Nevertheless, discoursing on such poets absolves the mainstream of any criticism that it is purposefully neglectful of peripheral poetries. Levis serves as an alibi, a token, giving the mainstream enough cred that it appears fair and balanced. It becomes clear that such squabbling over a poet like Levis as nothing other than internecine academic jockeying.

In fact, it is this very act of parceling out the abject and the inconsistent that is political. Without time to go into this any further, this is similar to Bataille's later theories of expenditure and social organization. Waste (as the inconsistency of economic value) is not political; it is how a society disposes of its waste that is political (variously hiding it, fetishizing it, or, in our case, 'managing' it). 

But the reading of Bataille that I've broached here, which I think is more accurate and tenable than most aesthetic interpretations of his work, doesn't provide the kind of criteria needed to make a certain kind of distinction that would only have traction in an academic context—which is essentially how I think Goransson et al's appropriation of Bataille functions or is meant to function. What is political about their particular appropriation is how it instrumentalizes anarchy and excess toward an obfuscation and recuperation of both radical politics and avant-garde literature by the academy.

Because the heterogeneous, the inconsistent, is ever-present, any claim of exclusive access to it is at best false, at worst a kind of demagoguery proffering the pure figure of a vital origin, the fullness of a prelapsarian enjoyment, an amniotic utopia. This is perhaps why some artworks with apparently bad politics are preferable to those that might be explicitly politically correct but remain formally reactionary. It's the reason we continue to read Baraka as well as Pound. Poetry can be read against its denotative significance because poetry is the displacement of denotative significance and the tendency of language toward inconsistency.

4.

We feel harried always by the specter of Adorno, for whom the semi-autonomy of art was always a kind of negation of the lie of bourgeois individualism that as such can never become a positive image of freedom—that is, art's promise of freedom is sensical only in the context of our particular historical unfreedom and that to actually abolish this unfreedom would render art's promise illegible. Of course, it would be barbaric to side with art against the abolition of unfreedom, but if my choice is between poetry and academic political theory, you can find me with the Vandals and the Sodomites.

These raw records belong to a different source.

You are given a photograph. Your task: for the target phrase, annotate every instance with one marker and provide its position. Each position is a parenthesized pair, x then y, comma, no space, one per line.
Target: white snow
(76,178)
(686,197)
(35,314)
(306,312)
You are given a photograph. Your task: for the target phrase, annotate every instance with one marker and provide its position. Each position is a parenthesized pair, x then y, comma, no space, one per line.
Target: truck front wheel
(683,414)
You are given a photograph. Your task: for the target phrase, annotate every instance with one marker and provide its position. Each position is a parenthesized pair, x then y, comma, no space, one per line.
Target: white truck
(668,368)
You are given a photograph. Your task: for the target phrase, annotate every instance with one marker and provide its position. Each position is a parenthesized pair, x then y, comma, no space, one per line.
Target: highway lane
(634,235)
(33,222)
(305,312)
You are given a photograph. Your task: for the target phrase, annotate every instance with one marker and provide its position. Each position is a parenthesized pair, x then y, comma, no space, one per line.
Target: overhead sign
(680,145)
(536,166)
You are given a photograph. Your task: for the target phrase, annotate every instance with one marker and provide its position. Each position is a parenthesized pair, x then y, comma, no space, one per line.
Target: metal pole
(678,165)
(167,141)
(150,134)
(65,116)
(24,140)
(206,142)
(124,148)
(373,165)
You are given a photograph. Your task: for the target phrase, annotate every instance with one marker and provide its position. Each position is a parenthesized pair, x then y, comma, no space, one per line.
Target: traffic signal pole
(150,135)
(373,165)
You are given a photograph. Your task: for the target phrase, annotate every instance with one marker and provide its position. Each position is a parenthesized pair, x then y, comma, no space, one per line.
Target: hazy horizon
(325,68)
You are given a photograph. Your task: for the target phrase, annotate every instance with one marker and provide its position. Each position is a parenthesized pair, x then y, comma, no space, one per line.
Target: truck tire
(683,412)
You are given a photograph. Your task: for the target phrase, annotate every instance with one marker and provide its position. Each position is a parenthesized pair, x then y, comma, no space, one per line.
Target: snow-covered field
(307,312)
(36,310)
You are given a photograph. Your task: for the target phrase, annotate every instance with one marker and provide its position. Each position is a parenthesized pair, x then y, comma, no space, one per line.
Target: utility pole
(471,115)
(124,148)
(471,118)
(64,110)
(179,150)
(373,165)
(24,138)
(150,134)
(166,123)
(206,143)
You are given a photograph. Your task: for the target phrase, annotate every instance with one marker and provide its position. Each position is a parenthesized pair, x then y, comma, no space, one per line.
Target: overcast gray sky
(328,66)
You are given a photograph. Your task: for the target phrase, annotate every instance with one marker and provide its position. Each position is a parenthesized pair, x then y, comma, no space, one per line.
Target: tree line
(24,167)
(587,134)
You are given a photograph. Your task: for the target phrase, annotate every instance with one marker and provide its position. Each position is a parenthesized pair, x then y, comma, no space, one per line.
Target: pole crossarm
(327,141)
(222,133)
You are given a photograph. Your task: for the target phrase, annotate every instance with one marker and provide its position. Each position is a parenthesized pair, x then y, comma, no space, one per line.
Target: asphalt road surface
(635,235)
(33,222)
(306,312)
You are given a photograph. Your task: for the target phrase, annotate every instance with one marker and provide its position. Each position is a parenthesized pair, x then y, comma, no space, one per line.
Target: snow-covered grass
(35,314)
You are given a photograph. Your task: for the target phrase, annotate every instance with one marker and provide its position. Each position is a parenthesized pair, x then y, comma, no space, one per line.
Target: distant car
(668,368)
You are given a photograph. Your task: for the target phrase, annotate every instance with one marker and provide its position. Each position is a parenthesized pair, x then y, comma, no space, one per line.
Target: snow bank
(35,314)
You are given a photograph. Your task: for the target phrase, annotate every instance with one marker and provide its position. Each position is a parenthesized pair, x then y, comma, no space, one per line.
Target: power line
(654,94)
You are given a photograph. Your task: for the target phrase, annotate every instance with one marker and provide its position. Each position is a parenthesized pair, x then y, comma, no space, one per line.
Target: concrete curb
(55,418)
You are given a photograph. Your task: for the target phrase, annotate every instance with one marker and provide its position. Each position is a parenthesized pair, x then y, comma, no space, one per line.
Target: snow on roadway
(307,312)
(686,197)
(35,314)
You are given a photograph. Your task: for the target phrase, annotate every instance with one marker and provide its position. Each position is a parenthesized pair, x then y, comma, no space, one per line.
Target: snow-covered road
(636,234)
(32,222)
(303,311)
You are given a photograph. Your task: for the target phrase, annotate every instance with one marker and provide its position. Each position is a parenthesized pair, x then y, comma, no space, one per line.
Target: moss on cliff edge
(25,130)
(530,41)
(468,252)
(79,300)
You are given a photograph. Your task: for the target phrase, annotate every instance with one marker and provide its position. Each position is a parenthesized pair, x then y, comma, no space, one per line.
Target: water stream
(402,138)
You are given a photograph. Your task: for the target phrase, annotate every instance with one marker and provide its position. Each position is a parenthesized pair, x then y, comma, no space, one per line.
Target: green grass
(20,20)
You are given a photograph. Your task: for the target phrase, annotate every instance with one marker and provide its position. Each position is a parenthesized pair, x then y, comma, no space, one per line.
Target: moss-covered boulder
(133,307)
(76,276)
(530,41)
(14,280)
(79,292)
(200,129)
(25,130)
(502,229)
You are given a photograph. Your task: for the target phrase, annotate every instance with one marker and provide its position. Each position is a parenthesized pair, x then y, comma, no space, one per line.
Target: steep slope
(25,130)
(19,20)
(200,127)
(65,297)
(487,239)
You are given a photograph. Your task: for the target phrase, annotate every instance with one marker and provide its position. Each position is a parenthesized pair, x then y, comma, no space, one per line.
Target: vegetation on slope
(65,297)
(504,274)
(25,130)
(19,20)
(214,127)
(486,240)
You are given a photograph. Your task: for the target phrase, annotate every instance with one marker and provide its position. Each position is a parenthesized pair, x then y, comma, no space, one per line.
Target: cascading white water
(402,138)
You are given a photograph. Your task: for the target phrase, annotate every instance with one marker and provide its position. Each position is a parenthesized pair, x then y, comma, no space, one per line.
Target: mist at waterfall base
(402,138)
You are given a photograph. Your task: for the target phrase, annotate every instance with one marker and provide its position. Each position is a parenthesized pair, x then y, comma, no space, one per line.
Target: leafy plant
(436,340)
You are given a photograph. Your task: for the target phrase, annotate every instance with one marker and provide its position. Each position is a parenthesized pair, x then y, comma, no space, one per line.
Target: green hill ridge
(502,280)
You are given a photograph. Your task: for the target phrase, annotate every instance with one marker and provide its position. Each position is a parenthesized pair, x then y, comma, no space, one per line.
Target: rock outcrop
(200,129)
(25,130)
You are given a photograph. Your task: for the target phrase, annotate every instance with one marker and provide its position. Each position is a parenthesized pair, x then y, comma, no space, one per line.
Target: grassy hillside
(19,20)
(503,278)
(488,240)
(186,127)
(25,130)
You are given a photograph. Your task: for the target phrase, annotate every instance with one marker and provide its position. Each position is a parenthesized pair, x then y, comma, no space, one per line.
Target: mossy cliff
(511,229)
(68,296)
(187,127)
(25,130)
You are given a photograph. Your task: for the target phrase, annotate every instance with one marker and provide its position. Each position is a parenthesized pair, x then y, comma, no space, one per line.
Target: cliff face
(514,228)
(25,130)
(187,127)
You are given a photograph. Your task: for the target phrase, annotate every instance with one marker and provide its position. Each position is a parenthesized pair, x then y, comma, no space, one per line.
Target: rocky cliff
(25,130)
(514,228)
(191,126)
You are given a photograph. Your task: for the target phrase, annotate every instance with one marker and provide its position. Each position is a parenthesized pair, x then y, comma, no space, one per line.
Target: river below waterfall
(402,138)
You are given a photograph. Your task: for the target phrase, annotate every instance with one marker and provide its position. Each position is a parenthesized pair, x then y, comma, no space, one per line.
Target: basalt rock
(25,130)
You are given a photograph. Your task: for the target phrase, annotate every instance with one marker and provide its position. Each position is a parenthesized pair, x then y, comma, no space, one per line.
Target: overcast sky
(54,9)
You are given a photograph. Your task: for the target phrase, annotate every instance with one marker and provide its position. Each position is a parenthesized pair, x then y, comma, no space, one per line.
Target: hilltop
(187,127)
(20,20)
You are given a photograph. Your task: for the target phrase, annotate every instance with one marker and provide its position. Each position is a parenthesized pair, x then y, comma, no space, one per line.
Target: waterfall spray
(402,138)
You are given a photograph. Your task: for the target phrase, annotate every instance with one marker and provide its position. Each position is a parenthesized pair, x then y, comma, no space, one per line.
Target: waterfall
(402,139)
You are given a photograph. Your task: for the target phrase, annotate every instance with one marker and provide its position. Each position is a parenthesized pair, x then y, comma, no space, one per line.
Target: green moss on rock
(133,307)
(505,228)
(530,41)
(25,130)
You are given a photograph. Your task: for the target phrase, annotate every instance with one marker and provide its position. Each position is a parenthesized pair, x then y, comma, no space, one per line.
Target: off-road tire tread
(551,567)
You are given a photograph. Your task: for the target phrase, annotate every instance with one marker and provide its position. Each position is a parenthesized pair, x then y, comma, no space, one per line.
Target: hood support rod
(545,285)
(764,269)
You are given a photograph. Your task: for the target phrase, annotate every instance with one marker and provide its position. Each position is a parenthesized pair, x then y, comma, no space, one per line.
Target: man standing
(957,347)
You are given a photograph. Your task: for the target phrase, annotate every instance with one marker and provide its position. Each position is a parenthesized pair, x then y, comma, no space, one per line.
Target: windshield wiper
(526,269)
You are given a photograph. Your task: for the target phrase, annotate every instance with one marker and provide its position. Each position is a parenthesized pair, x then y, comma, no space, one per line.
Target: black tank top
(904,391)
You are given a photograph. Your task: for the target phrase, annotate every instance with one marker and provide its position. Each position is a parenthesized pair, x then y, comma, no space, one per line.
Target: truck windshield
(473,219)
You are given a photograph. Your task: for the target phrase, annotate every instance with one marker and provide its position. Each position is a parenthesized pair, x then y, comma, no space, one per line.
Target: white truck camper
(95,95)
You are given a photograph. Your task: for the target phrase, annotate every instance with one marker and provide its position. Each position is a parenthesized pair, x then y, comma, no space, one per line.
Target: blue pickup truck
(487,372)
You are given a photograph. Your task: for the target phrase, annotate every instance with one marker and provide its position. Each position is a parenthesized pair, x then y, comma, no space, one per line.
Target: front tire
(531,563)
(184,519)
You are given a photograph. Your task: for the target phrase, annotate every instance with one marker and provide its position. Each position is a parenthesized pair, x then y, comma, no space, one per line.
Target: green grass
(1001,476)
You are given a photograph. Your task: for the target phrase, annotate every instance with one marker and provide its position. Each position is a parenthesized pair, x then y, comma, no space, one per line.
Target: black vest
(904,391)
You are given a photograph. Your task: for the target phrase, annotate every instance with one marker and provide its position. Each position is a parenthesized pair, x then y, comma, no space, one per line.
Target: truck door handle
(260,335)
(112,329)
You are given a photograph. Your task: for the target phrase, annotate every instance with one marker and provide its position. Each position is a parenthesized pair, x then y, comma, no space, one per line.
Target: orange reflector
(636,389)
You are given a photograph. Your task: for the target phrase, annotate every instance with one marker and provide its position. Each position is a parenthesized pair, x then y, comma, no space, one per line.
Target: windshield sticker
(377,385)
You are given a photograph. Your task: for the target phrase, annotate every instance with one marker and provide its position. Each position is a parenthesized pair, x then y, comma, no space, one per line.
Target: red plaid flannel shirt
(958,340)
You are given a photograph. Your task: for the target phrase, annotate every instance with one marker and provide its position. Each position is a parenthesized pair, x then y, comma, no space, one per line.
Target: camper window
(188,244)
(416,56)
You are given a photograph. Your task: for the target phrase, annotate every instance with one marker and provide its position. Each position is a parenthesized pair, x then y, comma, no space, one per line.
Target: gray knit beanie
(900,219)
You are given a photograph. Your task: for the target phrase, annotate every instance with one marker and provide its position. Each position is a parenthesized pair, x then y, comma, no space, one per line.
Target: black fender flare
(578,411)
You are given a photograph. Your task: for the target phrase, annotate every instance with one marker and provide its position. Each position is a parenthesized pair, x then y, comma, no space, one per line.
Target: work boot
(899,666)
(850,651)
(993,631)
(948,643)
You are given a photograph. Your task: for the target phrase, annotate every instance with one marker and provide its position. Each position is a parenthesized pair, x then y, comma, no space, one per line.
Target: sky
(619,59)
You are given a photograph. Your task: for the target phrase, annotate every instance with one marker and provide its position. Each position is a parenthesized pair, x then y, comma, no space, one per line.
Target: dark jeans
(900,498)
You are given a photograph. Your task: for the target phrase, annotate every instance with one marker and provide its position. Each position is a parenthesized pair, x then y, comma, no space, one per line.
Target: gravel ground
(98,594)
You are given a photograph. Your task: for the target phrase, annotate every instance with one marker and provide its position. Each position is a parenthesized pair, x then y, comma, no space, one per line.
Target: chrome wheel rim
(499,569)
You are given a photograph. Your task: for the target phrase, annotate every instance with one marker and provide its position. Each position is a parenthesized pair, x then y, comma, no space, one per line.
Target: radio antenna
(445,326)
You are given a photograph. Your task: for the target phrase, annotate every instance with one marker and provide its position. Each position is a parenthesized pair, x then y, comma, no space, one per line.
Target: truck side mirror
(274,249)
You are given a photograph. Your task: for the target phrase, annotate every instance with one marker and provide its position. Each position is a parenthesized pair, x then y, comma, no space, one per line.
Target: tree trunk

I think there is some sort of a political value in the work of Bataille—he certainly thought so—but I'm not certain that it can be put to any recognizable uses, and if it can serve us in the construction of aesthetic understanding, I'm not sure that whatever political certainties it may express will survive intact the mediations required to apply it to poetry.

If in my own work, I appear to align myself poetically with a certain avant-gardism—that of a kind of permanent revolution—then I must be careful not to let that revolution become central but always remain a means to an end (one that will never arrive) in the faith that such revolution is merely making a space for what might arrive in our stead, a future that cannot follow from current conditions, displacing us absolutely.

For now, we can at least affirm that this desire—for an unimaginable future—can never appear in the guise of a single form, a recognizable and repeatable aesthetic tendency, a particular set of generic devices, a particular and exclusive school. 

But I do think that is the true meaning of abjection, to desire a future that will break absolutely from our present, leaving us among the rubble. Trying to destroy poetry from within might make it that much easier for our utopian usurpers, who can only embrace us in the manner of Rilke's angel.